On a simple level, I've always been driven by the feeling of just wanting to be better at what I do. When I was growing up, I was writing songs and wanted to be able to sing them, but I wasn't a natural singer. So, I worked at that over a period of years until a point where I felt confident enough to share that music with the world and to be able to go out and sing in public. I still feel that impulse now...I always feel driven to be a better engineer, a better writer, a better drummer. That's part of the motivation that keeps me making music, I think.
As creative goals and technical abilities change, so does the need for different tools of expression, be it instruments, software tools or recording equipment. Can you describe this path for you, starting from your first studio/first instrument? What motivated some of the choices you made in terms of instruments/tools/equipment over the years?

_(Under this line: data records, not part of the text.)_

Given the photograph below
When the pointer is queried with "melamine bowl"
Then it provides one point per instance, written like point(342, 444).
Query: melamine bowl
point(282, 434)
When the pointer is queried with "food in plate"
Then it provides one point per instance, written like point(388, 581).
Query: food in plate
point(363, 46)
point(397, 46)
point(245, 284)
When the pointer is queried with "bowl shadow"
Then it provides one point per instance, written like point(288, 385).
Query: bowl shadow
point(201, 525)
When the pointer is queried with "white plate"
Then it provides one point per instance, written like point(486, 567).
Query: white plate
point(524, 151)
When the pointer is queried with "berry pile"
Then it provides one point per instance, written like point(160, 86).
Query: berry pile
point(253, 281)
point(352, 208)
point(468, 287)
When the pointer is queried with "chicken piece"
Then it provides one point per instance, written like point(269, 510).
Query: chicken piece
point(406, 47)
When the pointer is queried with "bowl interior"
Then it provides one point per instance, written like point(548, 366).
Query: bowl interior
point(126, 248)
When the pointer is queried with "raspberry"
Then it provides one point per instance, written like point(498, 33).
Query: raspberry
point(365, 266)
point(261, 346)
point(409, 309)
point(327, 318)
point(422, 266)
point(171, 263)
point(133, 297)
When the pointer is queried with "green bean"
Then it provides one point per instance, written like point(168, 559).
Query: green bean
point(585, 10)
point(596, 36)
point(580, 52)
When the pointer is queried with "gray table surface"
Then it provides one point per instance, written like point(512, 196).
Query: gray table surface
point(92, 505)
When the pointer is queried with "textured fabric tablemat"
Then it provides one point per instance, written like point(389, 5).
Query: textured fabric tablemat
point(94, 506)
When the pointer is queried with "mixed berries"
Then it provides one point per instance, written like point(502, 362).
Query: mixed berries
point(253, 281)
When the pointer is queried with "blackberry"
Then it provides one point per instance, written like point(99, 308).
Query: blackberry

From a young age, I was naturally drawn to the idea of being able to play several instruments. That's something that's stayed with me and I'm always on the hunt for new sounds. In the last year or so I've bought a harmonium and an autoharp, for instance.
There are times though when I'm struggling to play something that's in my head and I'll berate myself for not having stuck with one instrument and really mastered it. I was recording with someone recently, struggling to nail a drum part, and I yelled 'Why don't I practise more!' at the end of a take. Ultimately though, I love being able to choose from a wide variety of options when it comes to creating a piece of music of my own or adding to someone else's and I wouldn't want to trade that.
Have there been technologies or instruments which have profoundly changed or even questioned the way you make music?
One of the main developments in my own music over the last few years has been learning to play the cello. My grandma was a great cellist and, after she died in 2012, her beautiful old cello sat unplayed in my parents house until one Christmas I decided to dust it off and bring it back to London with me. Playing a bowed instrument was something completely new for me and after struggling through a few Youtube tutorials I ended up finding a local teacher and taking lessons. It was a really rewarding experience to start something like that from scratch. I'd finish my lesson each week and a 7-year-old would arrive after me with their mum.
Being able to play the cello has had a big impact on my solo work, as you can hear on Pool. It opened up a new world and inspired me to start making instrumental music, which I'm not sure I would have done without it.
Collaborations can take on many forms. What role do they play in your approach and what are your preferred ways of engaging with other creatives through, for example, file sharing, jamming or just talking about ideas?
Collaboration is a big part of my musical life. I think one of things that made this collaboration with Nick so enjoyable is that we each had quite clear roles in the process. Nick's involvement kind of bookended the whole thing I suppose. He made the field recordings that run throughout the album while on an artist residency on board the Cielo Di Gaeta tanker in the Adriatic Sea and then sent them to me along with a selection of guitar loops he'd recorded during lockdown. They were some amazing raw ingredients to work with. Nick then gave me pretty free rein to map out the album, arranging what he'd sent me and writing pieces for piano, strings and synths to go alongside them, sending things back and forth for his feedback. Then we got together in the studio, recorded some more of Nick's guitar and together we shaped what we'd come up with and pushed it further. It felt like a very natural collaboration, in that we weren't trying to occupy the same space or treading on each other's toes.